Posted by admin on 14 August, 2008 under Business news | Be the First to Comment

Police are warning that a way has been found to hack into chip-and-pin readers to steal customers’ details.

Specialist police raided a counterfeit card factory in Birmingham on Tuesday and found equipment needed to steal details and make fake cards.

Chip-and-pin technology has regularly been hailed as a success in reducing card fraud on the UK High Street.

Two people have been charged with conspiracy to defraud after being arrested in connection with the raid.

Clone

Speaking in general, Det Ch Insp John Folan, of the Dedicated Cheque and Plastic Crime Unit, said that chip-and-pin terminals that have been hacked into have been found in 30 shops in the UK.

“Customers should be assured that UK retailers always take the protection of cardholder data seriously” Jane Milne, British Retail Consortium

He told the BBC that it was “a game of cat and mouse” between police and fraudsters, but one that was being tackled early by the authorities.

Thieves can steal the card readers and install a hidden device which logs information when a customer enters their pin number.

The reader is then put back in a shop, supermarket or petrol station, sometimes with the collusion of a member of staff.

Fraudsters can then use the information to create fake cards to withdraw cash in countries where chip-and-pin has yet to be introduced.

Apacs, the UK Payments Association, said that over the past three years losses on face-to-face transactions on the UK High Street fell from £218.8m in 2004 to £73m last year owing to the introduction of chip-and-pin.

But fraud overseas increased by 77% last year to £208m, 39% of total UK card fraud. Banks throughout Europe have agreed to bring in chip-and-pin cards by 2010.

Police want to hear from any retailer who has had chip-and-pin readers stolen or believe their machines have been tampered with.

Liability

“Customers should be assured that UK retailers always take the protection of cardholder data seriously and are continuing to invest millions of pounds to enhance existing security measures,” said Jane Milne of the British Retail Consortium.

Apacs says that chip-and-pin remains the safest method of payment for goods and services but was never claimed to be foolproof. The Banking Code should ensure that any victims are refunded for any losses.

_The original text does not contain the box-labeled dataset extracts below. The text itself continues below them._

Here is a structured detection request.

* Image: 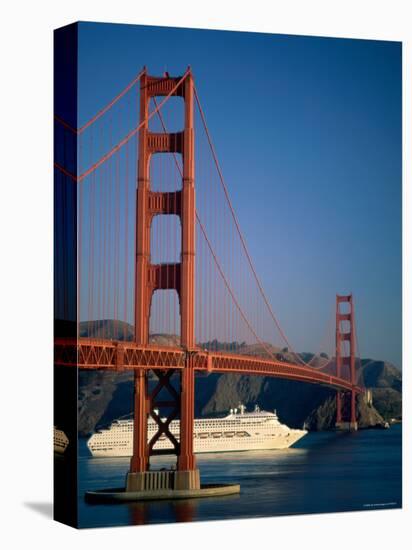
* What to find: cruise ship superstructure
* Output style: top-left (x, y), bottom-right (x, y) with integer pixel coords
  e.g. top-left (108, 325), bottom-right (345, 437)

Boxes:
top-left (87, 405), bottom-right (307, 457)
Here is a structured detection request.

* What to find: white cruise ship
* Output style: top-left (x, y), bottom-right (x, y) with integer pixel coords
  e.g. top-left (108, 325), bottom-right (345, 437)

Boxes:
top-left (53, 426), bottom-right (69, 454)
top-left (87, 405), bottom-right (307, 457)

Banks usually refund money stolen from a victim’s account by fraudsters, but there is a question of liability if customers have given away their pin number.

Security expert, Andrew Goodwill, from the Third Man group, said this was the first evidence of a breach of the chip-and-pin system, with the encryption of the chip having been broken.

An Apacs spokesman said that inquiries were ongoing to establish how the hidden devices logged pin numbers.

In the Birmingham raid, police discovered chip-and-pin terminals, card account numbers, a card writer and computer software.

Police said that these details could be used to create fake cards “on a massive scale”.